How to overcome surges
Re: Fragmented TTS generation – first chunk has raised tone, seeking optimal stitching method
You're seeing classic "initial inference state" behavior. The first fragment has no prior acoustic context, so the model defaults to a higher baseline pitch before settling into its neutral register.
Since you're on s2-pro, here's how to fix the immediate problem, but I'm going to redirect you at the end because you're fighting the wrong battle.
Why It's Happening
s2-pro (like most autoregressive TTS) uses priming – the first mel frame starts from zero state. Generating each 200–250 char chunk as an isolated inference call guarantees the first chunk will sound different.
If You Must Keep the Fragment‑Then‑Stitch Approach
1. Split by sentence boundaries, not character count – keeps prosodic contours intact.
2. Generate with acoustic context – after the first fragment, prime the model with the last 1–2 seconds of audio from the previous fragment.
3. Use lossless intermediate format – write fragments as 16‑bit PCM WAV or FLAC. MP3 adds encoder delay that desyncs seams.
4. Crossfade concatenation – simple cat creates clicks.

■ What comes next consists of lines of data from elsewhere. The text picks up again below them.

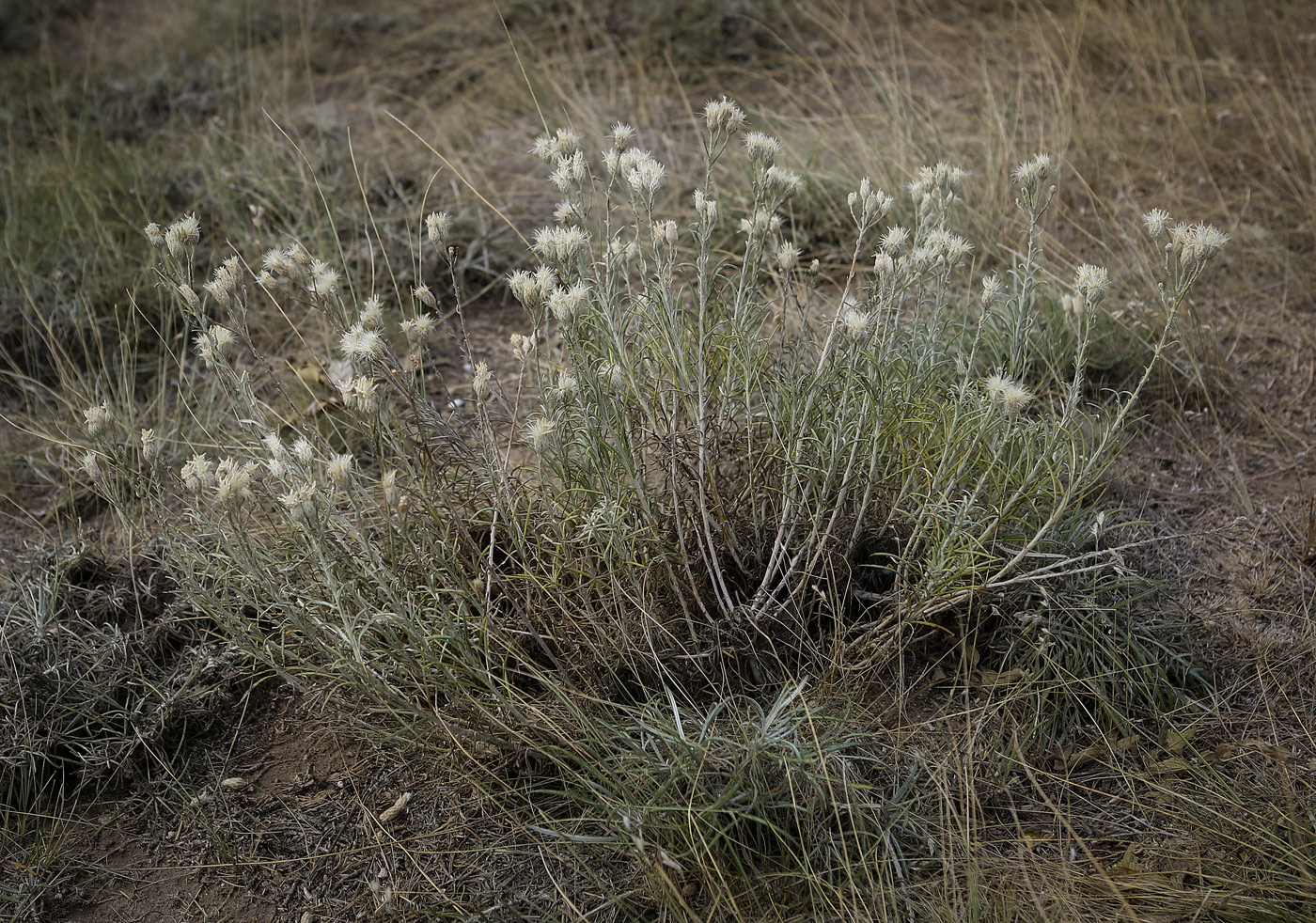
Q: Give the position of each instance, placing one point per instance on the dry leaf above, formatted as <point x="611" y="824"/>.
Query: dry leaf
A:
<point x="398" y="810"/>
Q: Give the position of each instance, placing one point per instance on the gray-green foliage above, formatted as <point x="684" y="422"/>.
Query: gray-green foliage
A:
<point x="706" y="475"/>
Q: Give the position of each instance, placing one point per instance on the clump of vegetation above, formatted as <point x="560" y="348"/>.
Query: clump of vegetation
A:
<point x="714" y="494"/>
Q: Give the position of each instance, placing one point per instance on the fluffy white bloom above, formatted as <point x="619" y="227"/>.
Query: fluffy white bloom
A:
<point x="197" y="473"/>
<point x="150" y="446"/>
<point x="855" y="322"/>
<point x="424" y="295"/>
<point x="392" y="494"/>
<point x="539" y="430"/>
<point x="566" y="303"/>
<point x="1010" y="397"/>
<point x="438" y="226"/>
<point x="1200" y="242"/>
<point x="226" y="281"/>
<point x="417" y="328"/>
<point x="1155" y="220"/>
<point x="665" y="233"/>
<point x="723" y="116"/>
<point x="214" y="342"/>
<point x="361" y="344"/>
<point x="359" y="394"/>
<point x="787" y="257"/>
<point x="622" y="135"/>
<point x="483" y="380"/>
<point x="523" y="347"/>
<point x="762" y="148"/>
<point x="559" y="243"/>
<point x="233" y="482"/>
<point x="98" y="417"/>
<point x="183" y="235"/>
<point x="89" y="465"/>
<point x="372" y="314"/>
<point x="1091" y="282"/>
<point x="895" y="240"/>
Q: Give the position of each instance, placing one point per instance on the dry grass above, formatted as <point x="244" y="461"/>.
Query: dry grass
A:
<point x="322" y="124"/>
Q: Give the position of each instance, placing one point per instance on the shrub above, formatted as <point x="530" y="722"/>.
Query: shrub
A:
<point x="706" y="477"/>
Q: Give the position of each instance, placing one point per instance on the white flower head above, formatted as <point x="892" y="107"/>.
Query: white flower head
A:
<point x="372" y="314"/>
<point x="566" y="303"/>
<point x="855" y="321"/>
<point x="539" y="430"/>
<point x="417" y="328"/>
<point x="723" y="116"/>
<point x="183" y="236"/>
<point x="561" y="243"/>
<point x="361" y="344"/>
<point x="1157" y="220"/>
<point x="1201" y="242"/>
<point x="993" y="289"/>
<point x="895" y="240"/>
<point x="300" y="503"/>
<point x="523" y="347"/>
<point x="438" y="226"/>
<point x="150" y="446"/>
<point x="392" y="494"/>
<point x="424" y="295"/>
<point x="98" y="417"/>
<point x="233" y="482"/>
<point x="482" y="383"/>
<point x="213" y="344"/>
<point x="1010" y="397"/>
<point x="665" y="233"/>
<point x="787" y="257"/>
<point x="1091" y="282"/>
<point x="197" y="473"/>
<point x="762" y="148"/>
<point x="89" y="465"/>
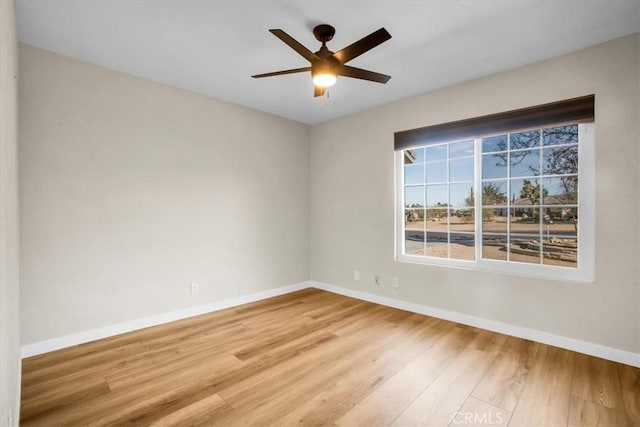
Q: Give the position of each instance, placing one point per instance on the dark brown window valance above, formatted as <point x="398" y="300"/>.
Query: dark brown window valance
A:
<point x="579" y="110"/>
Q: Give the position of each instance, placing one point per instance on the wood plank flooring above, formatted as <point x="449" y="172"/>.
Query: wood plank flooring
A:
<point x="316" y="358"/>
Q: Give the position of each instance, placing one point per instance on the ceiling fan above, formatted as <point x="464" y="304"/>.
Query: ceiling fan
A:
<point x="327" y="65"/>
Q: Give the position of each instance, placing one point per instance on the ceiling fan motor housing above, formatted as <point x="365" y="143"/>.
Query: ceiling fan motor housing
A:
<point x="324" y="33"/>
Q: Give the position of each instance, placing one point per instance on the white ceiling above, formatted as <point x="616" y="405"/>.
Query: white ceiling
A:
<point x="213" y="47"/>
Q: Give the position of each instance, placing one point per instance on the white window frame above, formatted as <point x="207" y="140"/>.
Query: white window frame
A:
<point x="584" y="272"/>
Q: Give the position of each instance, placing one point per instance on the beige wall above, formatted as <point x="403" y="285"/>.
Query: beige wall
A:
<point x="131" y="190"/>
<point x="352" y="201"/>
<point x="9" y="290"/>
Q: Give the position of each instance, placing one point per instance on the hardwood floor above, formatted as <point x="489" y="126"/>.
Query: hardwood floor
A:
<point x="316" y="358"/>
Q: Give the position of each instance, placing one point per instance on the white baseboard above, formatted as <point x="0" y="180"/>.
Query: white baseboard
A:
<point x="609" y="353"/>
<point x="592" y="349"/>
<point x="120" y="328"/>
<point x="15" y="415"/>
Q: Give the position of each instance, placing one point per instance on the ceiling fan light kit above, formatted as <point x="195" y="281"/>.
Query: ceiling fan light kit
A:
<point x="326" y="65"/>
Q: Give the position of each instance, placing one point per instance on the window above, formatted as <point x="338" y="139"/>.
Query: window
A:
<point x="516" y="200"/>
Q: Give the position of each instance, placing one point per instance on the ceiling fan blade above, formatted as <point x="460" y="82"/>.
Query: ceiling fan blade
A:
<point x="361" y="46"/>
<point x="295" y="45"/>
<point x="279" y="73"/>
<point x="359" y="73"/>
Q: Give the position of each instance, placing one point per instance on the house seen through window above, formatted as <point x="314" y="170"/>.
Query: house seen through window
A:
<point x="508" y="201"/>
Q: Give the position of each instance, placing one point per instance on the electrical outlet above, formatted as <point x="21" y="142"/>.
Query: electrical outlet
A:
<point x="194" y="288"/>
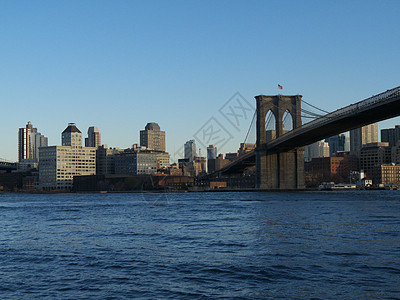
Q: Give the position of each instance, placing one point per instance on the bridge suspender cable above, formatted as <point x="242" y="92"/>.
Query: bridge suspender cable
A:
<point x="327" y="112"/>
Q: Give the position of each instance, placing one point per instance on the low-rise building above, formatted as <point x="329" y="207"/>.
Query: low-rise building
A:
<point x="374" y="154"/>
<point x="131" y="162"/>
<point x="388" y="174"/>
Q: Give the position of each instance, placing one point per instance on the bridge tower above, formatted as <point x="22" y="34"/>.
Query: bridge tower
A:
<point x="280" y="169"/>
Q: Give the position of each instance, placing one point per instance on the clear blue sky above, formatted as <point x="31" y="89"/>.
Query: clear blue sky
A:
<point x="121" y="64"/>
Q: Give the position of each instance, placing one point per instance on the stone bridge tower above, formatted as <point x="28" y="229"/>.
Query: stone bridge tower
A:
<point x="281" y="169"/>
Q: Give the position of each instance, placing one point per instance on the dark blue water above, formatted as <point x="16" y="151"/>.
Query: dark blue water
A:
<point x="206" y="245"/>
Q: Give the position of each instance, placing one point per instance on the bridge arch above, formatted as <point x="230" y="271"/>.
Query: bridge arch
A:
<point x="278" y="170"/>
<point x="287" y="121"/>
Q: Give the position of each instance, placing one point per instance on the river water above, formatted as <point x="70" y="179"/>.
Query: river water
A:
<point x="320" y="245"/>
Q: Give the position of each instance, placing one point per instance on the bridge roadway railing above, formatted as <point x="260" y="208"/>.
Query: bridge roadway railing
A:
<point x="347" y="110"/>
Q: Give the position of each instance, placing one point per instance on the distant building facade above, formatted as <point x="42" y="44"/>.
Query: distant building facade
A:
<point x="316" y="150"/>
<point x="324" y="169"/>
<point x="217" y="164"/>
<point x="94" y="137"/>
<point x="152" y="137"/>
<point x="374" y="154"/>
<point x="29" y="142"/>
<point x="190" y="150"/>
<point x="132" y="162"/>
<point x="246" y="148"/>
<point x="391" y="135"/>
<point x="388" y="174"/>
<point x="340" y="142"/>
<point x="59" y="164"/>
<point x="211" y="154"/>
<point x="105" y="160"/>
<point x="362" y="136"/>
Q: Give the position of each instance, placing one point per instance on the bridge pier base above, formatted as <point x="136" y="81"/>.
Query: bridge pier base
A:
<point x="283" y="170"/>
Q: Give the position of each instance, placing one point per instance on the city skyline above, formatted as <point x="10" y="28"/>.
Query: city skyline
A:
<point x="102" y="64"/>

Use sox:
sox first.wav second.wav out.wav splice -q 0.03
Or Python with pydub:
from pydub import AudioSegment
a = AudioSegment.from_wav("frag1.wav")
b = AudioSegment.from_wav("frag2.wav")
combined = a.append(b, crossfade=45)
combined.export("final.wav", format="wav")
But Honestly? You're Solving the Wrong Problem
What you're trying to do – splitting audio then restitching seamlessly – is a bandaid over a fundamental architectural mismatch.
The real solution is to use a streaming TTS model.
With models like vibe-voice or MOSS-Realtime, you don't split text, you don't generate fragments, and you don't stitch. You feed the entire text in one go, and the model begins outputting audio as soon as the first tokens are available. The prosody is continuous from the first syllable because the model operates with full context and streams the output in realtime.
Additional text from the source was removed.